Ainsi l’Être immuable et qui en tout rayonne Qui fuit son centre à la mesure qu’il Se donne Est l’impossible Fin qu’il fixe à son désir Indivis à ses deux extrêmes homme et femme : Bien qu’il suffise d’un baiser pour abolir Leur entre-deux, il croît d’autant dès que les lèvres Se décollent fût-ce pour mieux se revenir.
Les yeux de l’un et de l’autre s’ouvrirent. Ils virent qu’ils étaient nus.
L’homme voyait la blancheur de la .femme
Sur un ciel de vent noir.
La femme n’avait pas l’air de voir l’homme
Mais ses yeux le baignaient.
Sa main semblait tendre encore
Le monde à demi mangé.
Entre tout juste avant et l’instant même
Une éternité.
Pourtant leurs lèvres venaient de se joindre
Dans la chair du fruit.
Le monde en garderait pour chacun
Le goût de salive de l’autre.
La femme eut un frisson de mémoire :
Elle pleurait.
Inerte, la main retomba.
Le fruit se perdit dans l’herbe.
Quelque chose glissa sous les feuilles.
Puis, rien.
Un suspens, une transparence de jais.
A croire que l’air s’arrêtait
D’être distinct du vide.
Tout, soudain, fut silence.
Leurs yeux se partageaient ce silence
Épouvantés.
Être nus leur était
Un choc d’inimaginables distances
Entre deux univers.
De tous leurs os, tout au long de la moelle
Ils supputaient l’éclair.
Si tendue, leur angoisse
Qu’elle en cria.
Une fêlure, un craquement du fin fond
Innerva tout l’espace.
Une Voix d’orage : Où es-tu?
Grondait de l’un à l’autre horizon
Au-dessus de leurs têtes.
A l’ombre de la formidable coupole
Eux seuls.
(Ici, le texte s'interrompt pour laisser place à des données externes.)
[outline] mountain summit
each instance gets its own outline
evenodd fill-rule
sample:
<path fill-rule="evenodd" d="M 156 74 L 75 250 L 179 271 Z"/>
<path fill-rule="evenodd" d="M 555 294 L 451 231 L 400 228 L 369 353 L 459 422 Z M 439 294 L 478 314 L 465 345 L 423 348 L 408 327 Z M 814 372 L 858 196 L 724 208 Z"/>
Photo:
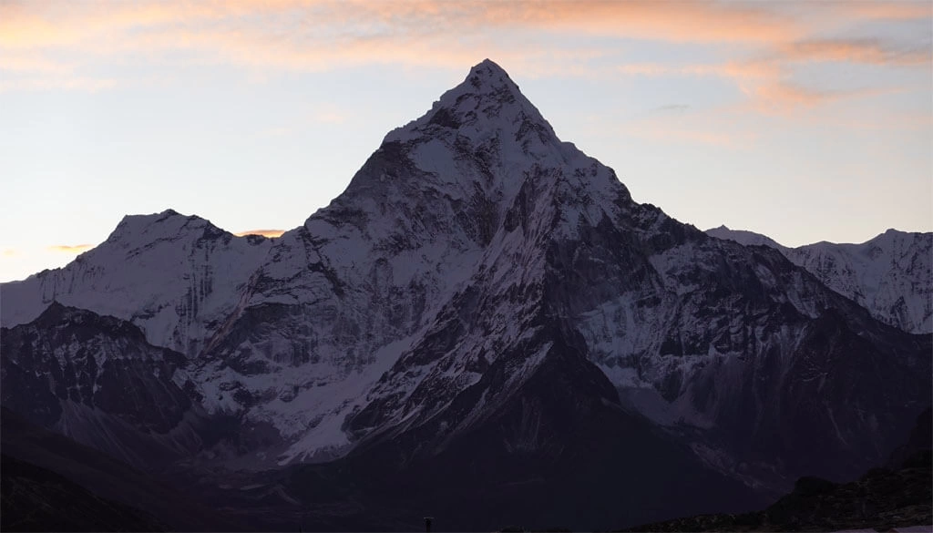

Un rond blafard.
Et la Voix de tous côtés à la fois
Faussement aveugle.
Le monde réduit à ce rond
De deux pas de rayon
Eux, figés, au centre.
Et partout, la Voix.
Plus bas, plus haut, plus loin, tout contre
A perte d’écho
Bronze de néant, paroi noire
La Voix.
Tant qu’elle restera sans réponse
Tant qu’ils y seront aux abois
Tout l’œuvre des six premiers jours
Aura cessé d’être.
Eux n’auront d’espace que la plante des pieds
Sur le Où ? sans margelle.
La Voix existe-t-elle hors d’eux
Ou n’est-ce que résonance du creux
De l’être infondé qui s’effondre
Ne laissant en son lieu que son trou
Conscient de ne pas être?
Deux trous qui n’en font qu’un s’aspirant
Deux bouches qui se dévorent la face
Deux gouffres qui se regardent crier
Sans qu’un son en sorte
Deux visages à l’emporte-pièce arrachés
Ensemble par la même syllabe
Où?
Où es-tu? a dit Dieu à l’homme.
Mais où l’homme était un, ils sont deux
Où se tient l’un, là n’est pas l’autre.
J’ai entendu ta Voix au jardin
Répond sans répondre
L’homme à Dieu.
Et comme j’étais nu, j’ai eu peur
Je me suis caché.
Je : dit l’homme. C’est la première fois qu’il dit : Je.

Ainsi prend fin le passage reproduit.